Since the creation of the GFSP in 2012, FIA has worked to ensure that this initiative is well-informed and responsive to the needs of the food and beverage sector in Asia. This agreement signals an important milestone in the private sector’s commitment to invest in a strong food safety culture in the region.

Over the last five years, FIA has worked with other industry partners to provide significant input into shaping the future of investments in food safety competency development. This includes upgrading regulatory systems to meet internationally recognised standards.

Mr.

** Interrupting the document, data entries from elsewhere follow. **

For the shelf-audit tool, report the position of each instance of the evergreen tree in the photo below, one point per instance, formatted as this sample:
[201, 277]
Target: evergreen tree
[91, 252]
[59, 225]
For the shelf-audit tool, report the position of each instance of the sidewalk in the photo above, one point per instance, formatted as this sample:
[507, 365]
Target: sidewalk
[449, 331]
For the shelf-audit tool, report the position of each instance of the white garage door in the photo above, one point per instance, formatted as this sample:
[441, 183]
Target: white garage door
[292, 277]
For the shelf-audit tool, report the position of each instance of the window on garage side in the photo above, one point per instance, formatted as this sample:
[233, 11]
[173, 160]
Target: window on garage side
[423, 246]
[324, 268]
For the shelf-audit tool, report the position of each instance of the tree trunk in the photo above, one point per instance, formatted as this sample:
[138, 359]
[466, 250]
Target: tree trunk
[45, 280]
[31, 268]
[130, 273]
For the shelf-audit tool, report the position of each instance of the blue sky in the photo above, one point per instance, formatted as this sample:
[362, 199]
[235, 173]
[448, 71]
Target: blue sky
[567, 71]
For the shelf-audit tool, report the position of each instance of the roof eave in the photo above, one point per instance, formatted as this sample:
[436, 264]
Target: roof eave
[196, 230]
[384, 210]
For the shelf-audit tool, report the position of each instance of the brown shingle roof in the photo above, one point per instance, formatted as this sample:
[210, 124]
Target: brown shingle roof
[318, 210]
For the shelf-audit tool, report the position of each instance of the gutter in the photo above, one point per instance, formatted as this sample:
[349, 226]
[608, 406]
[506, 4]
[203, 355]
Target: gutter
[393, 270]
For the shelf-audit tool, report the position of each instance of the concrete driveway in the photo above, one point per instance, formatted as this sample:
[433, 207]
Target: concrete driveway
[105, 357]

Matt Kovac, Executive Director at FIA says: “FIA’s goal is to stimulate effective multi-stakeholder collaboration in Asia to deliver a positive impact for society. By working together, we know that companies, governments and academic experts can be greater than the sum of their parts. Together, we can join forces to strengthen supply chains, reduce foodborne illnesses and drive economic growth and prosperity by fostering a safe food culture.”

Everyone has a role to play in preventing foodborne diseases and ensuring that food is safe. From simple and basic principles, such as regular handwashing and proper handling of food, up to the herculean task of ensuring safety across the food supply chain; various sectors and organisations are doing their part and continuously building their capacities toward the common goal of food safety. More importantly, with the publication of the “WHO Estimates of the Global Burden of Foodborne Diseases” report, governments and the food industry can now make use of reliable data that show the human costs of unsafe and contaminated food to come up with targeted policies and actions.